Australia’s longest standing responsible investment firm, Australian Ethical, recently combined with research house, Investment Trends, to survey investors on their ESG views. The survey covered 2,854 investors and 321 financial advisers, all of whom are based in Australia.
Despite the growing popularity of ESG strategies and headlines being dominated by “green-focused” policies in the US and Europe, some 43% of respondents that were not currently using ESG investors thought their performance would be worse in an ESG-focused strategy. On the other hand, 82% of those consumers invested into ESG products believe their returns will be better or about the same than the alternatives, according to Sarah Brennan, CEO of Investment Trends.
The survey was seen as somewhat of a temperature check for the industry, as more investors demand ESG-focused strategies but advisers continue to come to terms with what their offerings looks like. The questions were targeted at both those who currently invest in ESG options and those who do not, separated into millennials (aged 25 – 39), Zoomers (18 – 24) and Boomers.
Some 78% of existing ESG investors indicated they will be basing further investment decisions on environmental rather than other ethical considerations; 46% were prioritising governance issues following a series of board missteps and failures of the “pub test,” with 34% seeking to have a positive social impact with their capital.
Advisers remain among the most cautious, with just 40% saying they discussed ESG investing with their clients in the last 12 months. It is yet to be seen whether this is a generational issue, or if advisers are struggling to understand their own ESG views let alone craft a response for individual clients.
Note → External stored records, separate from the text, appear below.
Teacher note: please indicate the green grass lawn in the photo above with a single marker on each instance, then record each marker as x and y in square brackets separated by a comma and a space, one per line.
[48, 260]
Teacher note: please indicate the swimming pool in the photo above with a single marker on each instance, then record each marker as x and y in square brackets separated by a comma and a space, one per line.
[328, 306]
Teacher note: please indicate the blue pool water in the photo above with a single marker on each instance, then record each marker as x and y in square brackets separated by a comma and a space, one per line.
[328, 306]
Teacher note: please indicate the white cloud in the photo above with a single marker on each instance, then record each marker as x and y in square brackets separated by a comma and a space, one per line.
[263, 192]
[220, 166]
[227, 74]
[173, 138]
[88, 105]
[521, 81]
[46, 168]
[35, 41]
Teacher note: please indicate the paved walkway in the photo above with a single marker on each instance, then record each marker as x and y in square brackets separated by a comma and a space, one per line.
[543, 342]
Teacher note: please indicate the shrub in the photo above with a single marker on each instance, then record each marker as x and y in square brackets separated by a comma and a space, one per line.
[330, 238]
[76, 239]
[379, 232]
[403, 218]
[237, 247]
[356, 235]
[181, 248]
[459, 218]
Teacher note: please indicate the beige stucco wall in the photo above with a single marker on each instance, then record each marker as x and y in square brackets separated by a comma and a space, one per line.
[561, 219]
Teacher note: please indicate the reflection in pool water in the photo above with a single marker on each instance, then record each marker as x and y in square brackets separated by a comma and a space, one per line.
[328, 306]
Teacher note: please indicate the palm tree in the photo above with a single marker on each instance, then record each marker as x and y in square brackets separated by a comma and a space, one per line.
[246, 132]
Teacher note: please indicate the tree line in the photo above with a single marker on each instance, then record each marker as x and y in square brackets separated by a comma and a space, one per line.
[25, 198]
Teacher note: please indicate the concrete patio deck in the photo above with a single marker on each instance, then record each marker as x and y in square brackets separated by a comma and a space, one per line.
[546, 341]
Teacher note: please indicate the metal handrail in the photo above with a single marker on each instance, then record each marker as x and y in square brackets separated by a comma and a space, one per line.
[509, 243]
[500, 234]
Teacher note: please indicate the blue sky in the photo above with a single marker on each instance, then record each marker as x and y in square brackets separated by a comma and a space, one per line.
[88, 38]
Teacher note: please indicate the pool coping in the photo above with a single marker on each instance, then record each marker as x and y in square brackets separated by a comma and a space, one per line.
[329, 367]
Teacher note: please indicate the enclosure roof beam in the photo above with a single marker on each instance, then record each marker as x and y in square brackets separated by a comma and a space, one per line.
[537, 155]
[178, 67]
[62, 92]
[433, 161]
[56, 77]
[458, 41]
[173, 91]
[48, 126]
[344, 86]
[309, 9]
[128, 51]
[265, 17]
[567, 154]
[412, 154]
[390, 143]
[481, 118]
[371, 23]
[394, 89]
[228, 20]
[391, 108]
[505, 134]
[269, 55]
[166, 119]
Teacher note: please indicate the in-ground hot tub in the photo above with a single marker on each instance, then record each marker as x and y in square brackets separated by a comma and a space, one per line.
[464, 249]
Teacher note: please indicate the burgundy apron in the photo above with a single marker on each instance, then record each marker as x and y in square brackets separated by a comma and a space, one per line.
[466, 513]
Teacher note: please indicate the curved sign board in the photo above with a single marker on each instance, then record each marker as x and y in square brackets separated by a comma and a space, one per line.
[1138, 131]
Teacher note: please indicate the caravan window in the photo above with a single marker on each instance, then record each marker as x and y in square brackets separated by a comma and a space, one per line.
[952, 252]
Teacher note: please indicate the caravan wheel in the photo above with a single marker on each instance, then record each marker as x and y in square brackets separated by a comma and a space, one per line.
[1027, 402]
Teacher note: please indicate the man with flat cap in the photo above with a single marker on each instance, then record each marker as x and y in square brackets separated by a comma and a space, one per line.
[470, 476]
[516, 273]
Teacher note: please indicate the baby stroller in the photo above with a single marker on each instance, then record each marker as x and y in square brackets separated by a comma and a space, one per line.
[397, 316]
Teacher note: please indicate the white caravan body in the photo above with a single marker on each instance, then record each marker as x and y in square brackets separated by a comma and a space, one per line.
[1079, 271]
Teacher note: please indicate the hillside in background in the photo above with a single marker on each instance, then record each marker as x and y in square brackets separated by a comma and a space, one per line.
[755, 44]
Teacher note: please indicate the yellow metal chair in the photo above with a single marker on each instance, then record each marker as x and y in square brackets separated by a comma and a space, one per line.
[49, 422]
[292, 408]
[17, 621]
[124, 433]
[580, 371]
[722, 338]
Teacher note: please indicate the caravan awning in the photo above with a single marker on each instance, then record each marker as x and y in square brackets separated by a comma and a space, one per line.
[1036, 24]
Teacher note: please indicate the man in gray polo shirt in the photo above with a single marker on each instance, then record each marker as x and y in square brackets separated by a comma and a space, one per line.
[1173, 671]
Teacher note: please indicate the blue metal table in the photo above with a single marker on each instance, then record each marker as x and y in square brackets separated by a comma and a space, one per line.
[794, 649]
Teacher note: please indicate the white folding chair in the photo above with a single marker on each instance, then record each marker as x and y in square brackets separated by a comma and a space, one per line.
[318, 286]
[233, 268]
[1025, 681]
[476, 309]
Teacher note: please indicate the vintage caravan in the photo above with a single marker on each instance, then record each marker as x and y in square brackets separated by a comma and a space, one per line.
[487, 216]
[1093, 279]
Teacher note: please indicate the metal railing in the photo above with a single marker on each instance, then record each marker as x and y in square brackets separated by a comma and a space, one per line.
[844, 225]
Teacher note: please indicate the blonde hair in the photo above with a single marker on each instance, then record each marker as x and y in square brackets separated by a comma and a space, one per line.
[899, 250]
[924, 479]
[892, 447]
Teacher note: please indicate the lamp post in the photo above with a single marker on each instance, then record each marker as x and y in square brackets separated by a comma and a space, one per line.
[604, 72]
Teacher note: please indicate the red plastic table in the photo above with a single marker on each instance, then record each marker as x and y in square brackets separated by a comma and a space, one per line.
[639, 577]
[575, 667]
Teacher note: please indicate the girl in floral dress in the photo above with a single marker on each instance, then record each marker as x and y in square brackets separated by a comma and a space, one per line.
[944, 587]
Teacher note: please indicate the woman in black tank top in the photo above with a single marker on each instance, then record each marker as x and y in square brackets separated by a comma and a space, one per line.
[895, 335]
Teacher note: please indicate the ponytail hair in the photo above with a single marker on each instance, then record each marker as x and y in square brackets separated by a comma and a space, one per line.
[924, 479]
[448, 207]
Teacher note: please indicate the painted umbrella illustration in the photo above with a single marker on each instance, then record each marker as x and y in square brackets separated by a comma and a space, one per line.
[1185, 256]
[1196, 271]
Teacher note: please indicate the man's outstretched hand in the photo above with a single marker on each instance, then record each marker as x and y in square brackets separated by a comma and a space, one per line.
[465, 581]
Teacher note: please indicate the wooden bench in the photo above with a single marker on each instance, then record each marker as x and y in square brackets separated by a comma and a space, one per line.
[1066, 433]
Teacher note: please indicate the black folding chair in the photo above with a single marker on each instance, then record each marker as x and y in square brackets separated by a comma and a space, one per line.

The result has been that 55% of new inflows into ESG products were driven by pressure from their clients, rather than a proactive approach. On the sector- or theme-specific issues, millennials remain focused on supporting “clean and renewable energy sources”, Zoomers on “energy consumption reduction” and all other age groups on the “recycling of non-biodegradable waste”.
As client books continue to age, advisers may need to pay more attention to the younger cohorts, with 74% of Zoomers also saying they had bought an investment or stock based on environmental factors.
“This is why we’ve ensured climate-friendly frameworks are integral to our investment philosophy, which has driven a 34-year track record of above-market returns“ said John McMurdo, CEO and managing director of Australian Ethical.